Since its beginnings, From the Four Directions has been using circle or council as a way to bring people into these conversations. You are invited to use the basic structures to start such a conversation. While every conversation has the potential to be helpful at this time, we know that conversation held in a council fashion helps elicit the depth of wisdom, insight, and mutual support most needed by participants.

A circle is not just a meeting with the chairs rearranged. It is a return to an original form of human community, as well as a leap forward to create a new form of community. Calling the circle is a declaration of readiness to link where we came from, where we are, and where we may go.

About 400,000 years ago, when humans captured the spark of fire and began to carry the embers along from site to site, a new way of being together came into their experience. They began to face each other as they made a circle around the flame. Coming together at dusk, they found shelter for the night and brought the safety of the light with them. The fire warded off predatory animals and allowed them to cook the meat and roast the roots and nuts which were the staples of their diets. With the flame, they could sustain more people, provide more food and extend the offer of safety. Something magic happened then, something dawned in the human mind: our ancestors took a great leap in building community and consciousness through conversation.

It is this leap which circle still offers us: community and consciousness through conversation. To form a circle is the choice to remove oneself from the middle, and to place something else there around which we all can gather. Every circle, from the first campfire to the United Nations, asks for this commitment: to put at the center the group’s highest purpose, and to sit on the rim focused on that purpose. Humans started here– literally facing the fire and tending the needs of the community– and here is where we return–using circle to face the burning questions of our times and tending to their solutions.

In From the Four Directions, the conversation is focused on leadership. In circle, people can explore deeply their intentions and actions as life-affirming leaders. The circle develops over time as a community of practice, a place where people can reflect, support one another, and develop both clarity and courage to be a leader who knows how to supports nourish people’s innate capacities. Our circles are intentionally diverse; we believe that leaders, men and women, from all types of organizations, of all ages, benefit greatly from thinking and learning together. When the circle is diverse, new solutions and new friendships are possible. Without such diversity, we cannot hope to heal the broken bonds that divide people everywhere.

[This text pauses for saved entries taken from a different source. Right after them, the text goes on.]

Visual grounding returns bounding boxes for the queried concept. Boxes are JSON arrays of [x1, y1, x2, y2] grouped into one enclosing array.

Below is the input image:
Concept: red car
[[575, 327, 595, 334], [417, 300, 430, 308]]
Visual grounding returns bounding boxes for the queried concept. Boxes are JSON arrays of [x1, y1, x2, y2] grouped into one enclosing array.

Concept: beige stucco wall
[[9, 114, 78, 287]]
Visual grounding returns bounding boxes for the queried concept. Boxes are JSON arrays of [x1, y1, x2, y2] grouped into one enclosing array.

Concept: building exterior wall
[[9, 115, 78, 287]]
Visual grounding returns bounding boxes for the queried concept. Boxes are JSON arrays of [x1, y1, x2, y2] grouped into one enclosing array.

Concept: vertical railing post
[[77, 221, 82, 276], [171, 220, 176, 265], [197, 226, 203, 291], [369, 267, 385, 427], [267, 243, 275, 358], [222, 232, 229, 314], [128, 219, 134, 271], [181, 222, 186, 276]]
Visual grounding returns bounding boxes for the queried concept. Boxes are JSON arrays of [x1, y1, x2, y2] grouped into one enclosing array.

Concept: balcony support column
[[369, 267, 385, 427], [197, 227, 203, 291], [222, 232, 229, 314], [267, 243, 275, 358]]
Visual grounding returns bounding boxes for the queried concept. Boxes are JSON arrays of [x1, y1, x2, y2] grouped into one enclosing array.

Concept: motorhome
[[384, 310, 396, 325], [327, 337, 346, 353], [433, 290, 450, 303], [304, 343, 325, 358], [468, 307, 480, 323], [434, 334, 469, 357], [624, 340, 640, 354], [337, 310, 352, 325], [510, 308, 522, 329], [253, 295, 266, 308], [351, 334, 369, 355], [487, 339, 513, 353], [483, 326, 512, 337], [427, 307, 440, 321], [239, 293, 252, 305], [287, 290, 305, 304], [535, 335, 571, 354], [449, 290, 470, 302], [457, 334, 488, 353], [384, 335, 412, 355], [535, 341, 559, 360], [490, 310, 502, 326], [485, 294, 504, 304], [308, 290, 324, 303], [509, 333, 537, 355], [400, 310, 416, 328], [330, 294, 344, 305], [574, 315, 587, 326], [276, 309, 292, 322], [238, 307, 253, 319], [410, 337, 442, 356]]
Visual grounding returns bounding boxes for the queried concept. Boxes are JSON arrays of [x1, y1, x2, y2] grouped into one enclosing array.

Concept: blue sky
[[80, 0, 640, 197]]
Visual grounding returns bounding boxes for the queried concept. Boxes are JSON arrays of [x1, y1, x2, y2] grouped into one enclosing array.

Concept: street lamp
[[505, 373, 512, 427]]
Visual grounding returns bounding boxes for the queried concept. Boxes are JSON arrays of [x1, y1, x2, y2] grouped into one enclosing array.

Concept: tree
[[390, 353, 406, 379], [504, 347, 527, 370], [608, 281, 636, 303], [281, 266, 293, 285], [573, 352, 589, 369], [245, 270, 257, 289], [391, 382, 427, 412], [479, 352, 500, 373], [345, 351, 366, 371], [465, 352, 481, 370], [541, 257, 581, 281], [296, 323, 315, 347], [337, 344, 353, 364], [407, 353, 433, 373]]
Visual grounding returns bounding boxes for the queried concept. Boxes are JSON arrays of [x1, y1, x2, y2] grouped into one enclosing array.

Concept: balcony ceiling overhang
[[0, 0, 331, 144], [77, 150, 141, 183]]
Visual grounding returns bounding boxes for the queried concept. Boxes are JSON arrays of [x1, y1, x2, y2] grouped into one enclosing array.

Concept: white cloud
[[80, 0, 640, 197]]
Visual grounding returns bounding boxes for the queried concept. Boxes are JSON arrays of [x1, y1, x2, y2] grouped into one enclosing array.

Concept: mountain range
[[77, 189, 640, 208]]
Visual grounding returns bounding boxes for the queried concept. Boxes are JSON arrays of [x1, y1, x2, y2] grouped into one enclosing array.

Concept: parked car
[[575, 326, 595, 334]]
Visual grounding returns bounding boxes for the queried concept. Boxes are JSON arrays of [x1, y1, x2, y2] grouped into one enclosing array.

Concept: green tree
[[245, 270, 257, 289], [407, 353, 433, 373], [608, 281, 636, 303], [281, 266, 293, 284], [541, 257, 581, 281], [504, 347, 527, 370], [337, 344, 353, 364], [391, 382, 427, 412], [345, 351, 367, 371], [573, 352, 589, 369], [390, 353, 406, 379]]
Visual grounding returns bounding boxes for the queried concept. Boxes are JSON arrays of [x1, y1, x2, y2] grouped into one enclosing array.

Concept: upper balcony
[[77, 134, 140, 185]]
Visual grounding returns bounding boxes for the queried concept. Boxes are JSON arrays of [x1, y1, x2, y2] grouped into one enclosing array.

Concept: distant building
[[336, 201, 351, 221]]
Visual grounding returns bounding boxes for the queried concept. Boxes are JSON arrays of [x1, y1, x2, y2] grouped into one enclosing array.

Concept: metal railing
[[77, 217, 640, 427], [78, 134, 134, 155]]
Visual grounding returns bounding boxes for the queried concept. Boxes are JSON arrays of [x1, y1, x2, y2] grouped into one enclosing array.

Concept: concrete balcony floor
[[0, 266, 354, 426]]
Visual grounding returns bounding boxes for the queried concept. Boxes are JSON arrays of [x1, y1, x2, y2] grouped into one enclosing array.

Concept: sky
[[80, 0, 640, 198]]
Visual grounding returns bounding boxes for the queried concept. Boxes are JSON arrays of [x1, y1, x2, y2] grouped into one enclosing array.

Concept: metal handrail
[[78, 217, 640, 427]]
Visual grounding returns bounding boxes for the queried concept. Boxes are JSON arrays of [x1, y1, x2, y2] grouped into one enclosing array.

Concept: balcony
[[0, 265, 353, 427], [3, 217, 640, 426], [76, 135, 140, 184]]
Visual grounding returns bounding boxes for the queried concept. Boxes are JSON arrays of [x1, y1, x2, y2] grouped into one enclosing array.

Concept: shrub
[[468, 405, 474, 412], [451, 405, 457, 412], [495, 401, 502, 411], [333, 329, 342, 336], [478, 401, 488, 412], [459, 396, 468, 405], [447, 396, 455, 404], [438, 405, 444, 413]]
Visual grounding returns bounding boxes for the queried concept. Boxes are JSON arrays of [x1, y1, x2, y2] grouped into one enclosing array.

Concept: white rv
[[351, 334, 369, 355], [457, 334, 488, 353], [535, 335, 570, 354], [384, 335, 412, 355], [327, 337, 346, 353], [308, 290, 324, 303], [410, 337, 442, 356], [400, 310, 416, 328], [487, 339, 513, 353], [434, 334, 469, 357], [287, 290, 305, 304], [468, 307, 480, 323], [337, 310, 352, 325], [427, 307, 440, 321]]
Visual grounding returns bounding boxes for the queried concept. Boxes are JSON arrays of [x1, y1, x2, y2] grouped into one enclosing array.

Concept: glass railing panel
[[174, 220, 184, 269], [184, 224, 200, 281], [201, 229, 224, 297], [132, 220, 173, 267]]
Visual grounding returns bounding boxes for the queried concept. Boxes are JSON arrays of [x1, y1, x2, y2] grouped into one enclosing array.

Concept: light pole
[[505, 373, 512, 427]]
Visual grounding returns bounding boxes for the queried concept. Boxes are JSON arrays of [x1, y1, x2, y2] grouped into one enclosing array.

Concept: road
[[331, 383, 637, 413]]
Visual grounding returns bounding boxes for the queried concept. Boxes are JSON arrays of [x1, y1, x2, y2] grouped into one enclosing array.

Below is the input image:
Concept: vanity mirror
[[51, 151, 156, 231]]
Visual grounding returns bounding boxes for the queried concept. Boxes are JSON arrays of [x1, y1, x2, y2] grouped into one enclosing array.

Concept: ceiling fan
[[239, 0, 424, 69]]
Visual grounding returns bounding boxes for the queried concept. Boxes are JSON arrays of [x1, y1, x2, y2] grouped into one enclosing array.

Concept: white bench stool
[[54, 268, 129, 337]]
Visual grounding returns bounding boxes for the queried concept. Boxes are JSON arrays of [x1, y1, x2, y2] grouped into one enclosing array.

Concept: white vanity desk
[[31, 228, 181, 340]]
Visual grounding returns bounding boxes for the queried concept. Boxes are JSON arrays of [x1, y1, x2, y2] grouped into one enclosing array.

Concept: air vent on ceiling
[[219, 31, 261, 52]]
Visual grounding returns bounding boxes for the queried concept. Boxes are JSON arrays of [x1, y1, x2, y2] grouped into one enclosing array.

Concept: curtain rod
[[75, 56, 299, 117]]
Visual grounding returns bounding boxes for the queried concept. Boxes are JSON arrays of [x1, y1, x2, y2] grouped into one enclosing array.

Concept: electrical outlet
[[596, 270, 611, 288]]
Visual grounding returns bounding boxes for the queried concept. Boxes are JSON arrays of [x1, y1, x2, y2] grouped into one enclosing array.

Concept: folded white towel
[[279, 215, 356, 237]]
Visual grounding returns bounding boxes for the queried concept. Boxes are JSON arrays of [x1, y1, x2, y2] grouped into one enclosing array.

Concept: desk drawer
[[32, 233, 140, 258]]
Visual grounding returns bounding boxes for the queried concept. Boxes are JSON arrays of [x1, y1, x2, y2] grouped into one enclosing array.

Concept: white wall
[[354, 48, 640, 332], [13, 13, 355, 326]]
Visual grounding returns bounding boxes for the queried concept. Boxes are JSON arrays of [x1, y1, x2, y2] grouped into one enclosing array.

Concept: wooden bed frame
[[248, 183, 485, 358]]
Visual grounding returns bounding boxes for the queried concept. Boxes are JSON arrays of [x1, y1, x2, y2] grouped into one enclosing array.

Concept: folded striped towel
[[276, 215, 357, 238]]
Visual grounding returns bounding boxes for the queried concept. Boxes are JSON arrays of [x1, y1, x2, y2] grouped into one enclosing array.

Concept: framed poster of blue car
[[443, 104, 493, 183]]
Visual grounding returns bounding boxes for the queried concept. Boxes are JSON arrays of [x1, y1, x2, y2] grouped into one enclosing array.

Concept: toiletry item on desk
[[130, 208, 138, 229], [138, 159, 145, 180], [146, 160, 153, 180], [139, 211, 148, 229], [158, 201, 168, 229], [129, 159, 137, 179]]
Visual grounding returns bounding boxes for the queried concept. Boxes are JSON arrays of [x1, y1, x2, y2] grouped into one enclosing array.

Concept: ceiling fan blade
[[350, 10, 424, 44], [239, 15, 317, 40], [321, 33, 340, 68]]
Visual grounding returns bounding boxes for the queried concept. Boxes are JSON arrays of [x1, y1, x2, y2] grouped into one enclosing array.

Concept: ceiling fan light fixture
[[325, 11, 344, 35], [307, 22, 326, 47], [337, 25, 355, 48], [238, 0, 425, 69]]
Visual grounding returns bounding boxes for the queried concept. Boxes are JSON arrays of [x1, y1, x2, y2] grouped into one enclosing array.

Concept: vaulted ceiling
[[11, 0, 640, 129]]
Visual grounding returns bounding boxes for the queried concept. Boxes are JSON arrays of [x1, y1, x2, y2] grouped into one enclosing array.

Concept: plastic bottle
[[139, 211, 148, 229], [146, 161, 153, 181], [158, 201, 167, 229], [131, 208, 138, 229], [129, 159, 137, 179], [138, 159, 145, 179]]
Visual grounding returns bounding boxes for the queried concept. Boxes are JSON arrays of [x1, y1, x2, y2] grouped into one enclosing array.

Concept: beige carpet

Around the world, in their local communities, people are remembering how to have meaningful conversations with each other, to listen with respect and curiosity, and to focus their collective hearts and minds on those leadership issues that challenge and inspire them. By using this basic and very simple process, people everywhere are able to go deeply into the dilemmas and hopes of these times, and create the conditions that support them to be clear and courageous leaders on behalf of life.